Use of intravenous esmolol to predict efficacy of oral beta-adrenergic blocker therapy in patients with neurocardiogenic syncope

The usefulness of esmolol in predicting the efficacy of treatment with an oral beta-adrenergic blocking agent was evaluated in 27 consecutive patients with neurocardiogenic syncope. Seventeen patients had a positive head-up tilt test response at baseline and 10 patients required intravenous isoproterenol for provocation of hypotension. All patients were then given a continuous esmolol infusion (500 μg/kg per min loading dose for 3 min followed by 300 μg/kg per min maintenance dose) and rechallenged with a head-up tilt test at baseline or with isoproterenol.Of the 17 patients with a positive baseline tilt test response, 11 continued to have a positive response to esmolol challenge.
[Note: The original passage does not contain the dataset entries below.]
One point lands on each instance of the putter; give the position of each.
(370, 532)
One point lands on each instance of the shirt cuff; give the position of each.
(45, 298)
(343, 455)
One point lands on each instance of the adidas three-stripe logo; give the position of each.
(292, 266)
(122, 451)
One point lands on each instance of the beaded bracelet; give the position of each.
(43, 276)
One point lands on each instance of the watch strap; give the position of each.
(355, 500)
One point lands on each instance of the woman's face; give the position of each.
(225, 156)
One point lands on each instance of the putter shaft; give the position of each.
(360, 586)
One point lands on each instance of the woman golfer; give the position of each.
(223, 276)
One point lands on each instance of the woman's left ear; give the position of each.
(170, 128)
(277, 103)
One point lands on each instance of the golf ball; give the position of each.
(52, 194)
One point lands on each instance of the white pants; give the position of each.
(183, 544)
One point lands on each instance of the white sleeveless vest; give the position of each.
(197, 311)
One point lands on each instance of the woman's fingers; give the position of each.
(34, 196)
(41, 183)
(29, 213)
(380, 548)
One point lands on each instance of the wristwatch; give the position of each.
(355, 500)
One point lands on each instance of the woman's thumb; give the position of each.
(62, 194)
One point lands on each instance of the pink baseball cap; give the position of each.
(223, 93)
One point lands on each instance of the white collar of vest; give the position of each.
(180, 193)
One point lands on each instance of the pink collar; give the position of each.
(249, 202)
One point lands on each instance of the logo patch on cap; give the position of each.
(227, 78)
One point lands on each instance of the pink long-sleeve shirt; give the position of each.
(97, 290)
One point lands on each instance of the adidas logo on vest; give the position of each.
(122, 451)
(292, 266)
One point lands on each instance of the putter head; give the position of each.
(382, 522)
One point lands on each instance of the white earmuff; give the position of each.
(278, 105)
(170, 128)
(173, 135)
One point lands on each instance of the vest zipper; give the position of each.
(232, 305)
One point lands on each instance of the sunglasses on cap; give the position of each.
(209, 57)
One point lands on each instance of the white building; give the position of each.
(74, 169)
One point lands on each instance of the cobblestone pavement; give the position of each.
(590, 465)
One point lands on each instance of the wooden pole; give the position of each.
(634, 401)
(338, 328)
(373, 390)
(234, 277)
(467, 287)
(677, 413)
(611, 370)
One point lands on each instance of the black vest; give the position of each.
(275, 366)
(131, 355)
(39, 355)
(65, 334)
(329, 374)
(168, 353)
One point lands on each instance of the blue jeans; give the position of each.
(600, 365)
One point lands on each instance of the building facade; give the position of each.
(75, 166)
Sixteen patients (including all 10 patients with a positive tilt test response with isoproterenol) exhibited a negative response to upright tilt during esmolol infusion.Irrespective of their response to esmolol infusion, all patients had a follow-up tilt test with oral metoprolol after an interval of ≥5 half-lives of the drug. All 16 patients (100%) with a negative tilt test response during esmolol infusion had a negative tilt test response with oral metoprolol. Of the 11 patients with a positive tilt test response during esmolol infusion, 10 (90%) continued to have a positive response with oral metoprolol.It is concluded that in the electrophysiology laboratory, esmolol can accurately predict the outcome of a head-up tilt response to oral metoprolol. This information may be helpful in formulating a therapeutic strategy at the initial head-up tilt test in patients with neurocardiogenic syncope.